Friday, February 16, 2007/
The conference circuit can become a vicious cycle. Solve one conference problem here, and you could win a free subscription to SmartCompany.
So, you think you’re smart, eh?
Here’s a problem to which there’s an elegant, simple solution. Solve it and a free subscription to SmartCompany Premium, is yours.
Ever received one of those glossy brochures from a conference company? They’re often on subjects that, for a time, become fashionable in business circles: TQM, business process re-engineering, managing teams, all that sort of stuff.
You can pay upwards of $2000 to attend one of these events but, amazingly, the speakers present for free. Hit the right market with the right material and it can be an amazingly profitable business.
But the sector’s attraction is also its downfall. Anyone can produce a conference. A desk, a computer, a phone and a few grand to get the thing to market is all you really need. When people saw how well the established companies were doing — and these people tended to be employees of those companies — some left to set up their own shop.
It was a textbook case of what economists term “excess profits” attracting new entrants. Supply expanded, prices fell and everyone had to work that much harder to stay alive.
Enter a small but established conference company based in Sydney. This was its problem, similar to those faced by everyone else in the industry: Conference producers put the events together by speaking to various “experts” within the niche they were targeting. They would develop the basic two-day program, work out how the subject would be addressed, the number of case studies to be used and the format for panel discussions etc. Then came the difficult bit: finding 16 speakers to fill the program.

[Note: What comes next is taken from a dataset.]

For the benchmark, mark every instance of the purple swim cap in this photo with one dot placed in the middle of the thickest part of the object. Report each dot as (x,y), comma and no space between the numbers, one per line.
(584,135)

Before the additional competition had entered the market, the entire process would usually take about two weeks. Sometime after the new entrants had arrived, that figure almost doubled.
You see, all the speakers on a particular topic were already speaking at someone else’s event. Production costs were out of control, and what had been a very attractive, profitable industry was barely making money at all.
You may already have some idea as to how this company should respond, but I’m going to make it difficult for you (Amanda doesn’t give away subscriptions for nothing). So here are two strategies you can discount.
The first concerns poaching staff from competitor companies. Some organisations, realising that the very best conference producers could ameliorate the problem of lengthy production times, lured staff with higher pay.
As a result, the salaries for conference producers went up and everyone was back where they began. It wasn’t a solution.
The second approach involved extra resources being spent on discovering conference topics not previously covered. But as soon as they found one, their competitors jumped in, developing the subject matter and flooding the market with copycat programs a few months later.
The whole sector began to resemble something that previously only existed in the minds of economists; a perfectly competitive market. Everyone was making enough to stay alive but not enough to prosper.
So the answer to the conundrum wasn’t either of these two strategies. Any ideas yet? Send them to [email protected] and if you come up with the strategy that was adopted, or something better, you’ll get a free subscription to SmartCompany Premium, valued at $198.
Next week, we’ll give you the answer, but here’s a hint to get you started: It was a very simple technological solution.
James Manche writes: Response to the conundrum….Introduce a closed loop web enabled communications solution that facilitates all communications between registrants / attendees-speakers / presenters and event organisers. Value adding to the product “event / conference” captures the audience for each event. Value adding to a product in most verticle markets provides the single most powerful competitive advantage.